Materials and methods

Patient samples

Following approval from the ethics committee of Ondokuz Mayıs University (Samsun, Turkey; approval no. 568.2014), informed consent was obtained from all patients enrolled in the study. The present retrospective study included 84 cases of ovarian serous tumor who had been diagnosed between 2005 and 2013 at the Department of Pathology of the Faculty of Medicine of Ondokuz Mayıs University. Each sample had undergone routine hematoxylin (cat. no. 105175) and eosin staining (cat. no. 115935; Merck KGaA, Darmstadt, Germany), and all hematoxylin and eosin-stained slides were re-examined to confirm the original diagnosis. A total of 82 serous tumors were classified into three groups: i) Serous adenocarcinoma (n=50); ii) borderline serous tumor (n=16); and iii) benign serous tumor (n=18). All borderline serous tumors were categorized as classical type, and micropapillary serous borderline tumors were excluded from the study. All specimens were routinely fixed in formalin (cat. no. 104003; Merck KGaA) and processed in paraffin wax (cat. no. 107337; Merck KGaA). Representative samples were selected for immunohistochemistry, and the association between EMP1 expression and tumor type, grade, stage and other prognostic parameters in EMP1+ patients was investigated.

Immunohistochemical staining

Sections (4-µm) were prepared from routinely processed paraffin blocks. Slides were placed into an oven at 56°C for 1 h. All immunohistochemical stains were performed with BOND-MAX autostainer (Leica Microsystems, Inc., Buffalo Grove, IL, USA). Antigen retrieval was performed by incubating the slides in citrate buffer (Thermo Fisher Scientific, Waltham, MA, USA) until the temperature reached 95°C. Slides were then incubated for 30 min at room temperature with primary rabbit anti-human EMP1 antibody (cat. no. orb10588; polyclonal; 1:100 dilution; Biorbyt Ltd., Cambridge, UK), and revealed with the chromogen 3,3′-diaminobenzidine (cat. no. 901-DB801-082914; Biocare Medical, Inc., Concord, CA, USA).
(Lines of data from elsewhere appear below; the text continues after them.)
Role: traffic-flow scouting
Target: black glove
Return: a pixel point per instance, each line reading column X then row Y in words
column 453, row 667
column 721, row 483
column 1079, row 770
Assessment of immunohistochemical staining

Pathologists assessed the stained slides blindly, with no knowledge of the pathological diagnosis, using light microscopy (Olympus BX51; Olympus Corporation, Tokyo, Japan). Cytoplasmic staining was considered to indicate positivity for EMP1. Each slide was evaluated according to the extent and intensity of staining. Samples were categorized as negative if <5% of tumor cells were positive for EMP1. Staining extent was assessed as the percentage of EMP1+ cells present in the sample, and scored semi-quantitatively using the following 0–3 scale: i) 0, <5%; ii) 1, 5–25%; iii) 2, 26–50%; and iv) 3, 51–100%. Staining intensity was categorized into three groups based on the intensity of chromogen staining exhibited by the tumor cells: i) 0, negative; ii) 1, weak staining (light yellow); iii) 2, moderate staining (yellowish-brown); and iv) 3, strong staining (brown). By adding the staining extent and intensity scores, a final score for EMP1 expression was calculated. Samples were divided into four groups, according to their final scores, as follows: i) 0, negative; ii) 2, weak staining; iii) 3–4, moderate staining; and iv) 5–6, strong staining. A final score of 1 was not possible based on the scoring system used.

Statistical analyses

All statistical analyses were performed with SPSS software version 16.0 (SPSS, Inc., Chicago, IL, USA). χ2 test was utilized to determine the P-values for the clinicopathological features analyzed. P<0.05 indicated a statistically significant difference.

Results

Demographic characteristics and response rates

The characteristics of 50 malignant ovarian serous adenocarcinoma patients, who were evaluated in the present study, are summarized in Table I. The mean age of the patients was 57.6 years, with a median CA125 level at diagnosis of 719 U/ml (range, 18–5,000 U/ml). A total of 13 patients exhibited low-grade disease, while 37 patients exhibited high-grade disease. Of the 50 patients with malignant ovarian serous adenocarcinoma evaluated, the characteristics of 48 patients with available demographic characteristics and chemotherapy response rates were also summarized in Table I. A complete response was observed in 30 patients (62.5%), stable disease in 3 patients (6.2%), progression in 2 patients (4.2%) and partial response in 13 patients (27.1%).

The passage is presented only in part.